"People were more desperate than we had ever seen them"

The coronavirus outbreak presents a huge public health risk to us all, but this is particularly true for people who are homeless or in danger of becoming homeless. Rough sleepers are already three times more likely to experience a chronic health condition - including respiratory conditions - and face additional challenges in following health guidance around self-isolating and following sanitation guidance.

For those who are at risk of becoming homeless, the pandemic has created more uncertainty. There are concerns that the economic effect of the Covid-19 pandemic might impact some of the most vulnerable as job losses, or a reduction in pay and working hours could become a reality for many. At the same time, frontline health services that are supporting people at risk of becoming homeless are stretched.

With Covid-19 representing a very real threat for some of our most vulnerable, LCF spoke to Whitefield Charity Soup Kitchen to understand how its funding is helping to address this issue.  

Whitefield Charity Soup Kitchen operates six days a week from the American International Church in Fitzrovia. Much of the food that they use to feed people who are homeless would usually come from the surplus of local take-aways. The Covid-19 pandemic and subsequent closure of food businesses, coupled with the fact that the number of people coming for a meal during the pandemic was rising sharply, forced the charity to think differently.  

The organisation applied through the London Community Response portal for funding to help cover the cost of food and takeaway supplies including disposable containers in order to continue the soup kitchen and ensure people could still get a warm meal.  

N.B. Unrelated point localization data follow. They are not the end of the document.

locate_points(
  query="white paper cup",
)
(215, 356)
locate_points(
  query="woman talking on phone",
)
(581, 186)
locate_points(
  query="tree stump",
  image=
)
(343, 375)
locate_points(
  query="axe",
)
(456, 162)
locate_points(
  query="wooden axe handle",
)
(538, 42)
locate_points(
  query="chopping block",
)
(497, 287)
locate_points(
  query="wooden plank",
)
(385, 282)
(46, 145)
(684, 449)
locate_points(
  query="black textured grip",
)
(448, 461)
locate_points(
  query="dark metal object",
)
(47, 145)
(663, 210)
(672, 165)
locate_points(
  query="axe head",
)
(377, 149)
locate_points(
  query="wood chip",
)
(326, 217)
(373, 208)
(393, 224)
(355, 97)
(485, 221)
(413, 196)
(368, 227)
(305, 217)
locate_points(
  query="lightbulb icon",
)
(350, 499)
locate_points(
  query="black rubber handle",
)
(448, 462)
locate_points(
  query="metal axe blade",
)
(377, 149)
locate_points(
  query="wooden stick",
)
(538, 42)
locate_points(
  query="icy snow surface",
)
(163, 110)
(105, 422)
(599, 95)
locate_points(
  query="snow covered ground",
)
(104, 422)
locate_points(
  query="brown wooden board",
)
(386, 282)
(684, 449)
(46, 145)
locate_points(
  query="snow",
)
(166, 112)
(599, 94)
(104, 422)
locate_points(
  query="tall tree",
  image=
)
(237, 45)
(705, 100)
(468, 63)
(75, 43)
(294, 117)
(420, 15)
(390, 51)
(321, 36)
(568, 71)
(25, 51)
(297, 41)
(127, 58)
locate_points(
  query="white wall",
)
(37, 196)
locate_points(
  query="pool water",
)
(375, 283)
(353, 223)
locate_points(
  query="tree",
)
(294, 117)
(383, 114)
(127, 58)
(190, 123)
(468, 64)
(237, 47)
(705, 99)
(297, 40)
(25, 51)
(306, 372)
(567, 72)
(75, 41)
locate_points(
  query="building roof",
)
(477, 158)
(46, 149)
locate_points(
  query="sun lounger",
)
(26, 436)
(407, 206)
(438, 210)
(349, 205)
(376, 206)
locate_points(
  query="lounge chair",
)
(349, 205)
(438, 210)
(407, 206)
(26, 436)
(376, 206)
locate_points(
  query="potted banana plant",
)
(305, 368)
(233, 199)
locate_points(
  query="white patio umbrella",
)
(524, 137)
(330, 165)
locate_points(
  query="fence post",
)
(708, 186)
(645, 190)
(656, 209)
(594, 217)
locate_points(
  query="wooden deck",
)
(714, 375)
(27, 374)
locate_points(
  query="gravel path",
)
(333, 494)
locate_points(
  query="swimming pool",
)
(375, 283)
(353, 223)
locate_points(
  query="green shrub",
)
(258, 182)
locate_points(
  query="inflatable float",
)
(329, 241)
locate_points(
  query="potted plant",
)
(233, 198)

In his own words, Alexander Brown, the Director of the soup kitchen and its parent charity The Whitefield Charity SK Corporation, tells us what the funding has enabled them to achieve: 

When COVID-19 initially hit us, people were more desperate than we had ever seen them. With all of the closures, our numbers increased dramatically and so many of them were new faces. We saw the extremely young and many people that were pension age. We saw people come in who obviously hadn't been sleeping rough very long and some who looked like they were right on the cusp of homelessness. At our peak, we served over 160 people per day, which is nearly double our normal average. 

Typically, as you may know, a worst-case scenario for rough sleepers is that they have to get a free sandwich at the end of the day or go through bins at restaurants for food that's discarded. That wasn't even an option with the pandemic as everywhere had closed.  

We lost an extraordinary amount of funding and donations.Typically, all of our volunteers throughout the week are from companies and corporations that support us. Those companies donate to us based on the number of hours that their employees are here. No volunteers mean no donations, so we were in a very precarious situation.  

The grant from The London Community Foundation has allowed us to feed and help countless numbers of additional homeless people each day over the last two months and we would have truly struggled to do it without you.  On behalf of the hundreds of rough sleepers we help each week and our entire organisation, a very sincere thank you.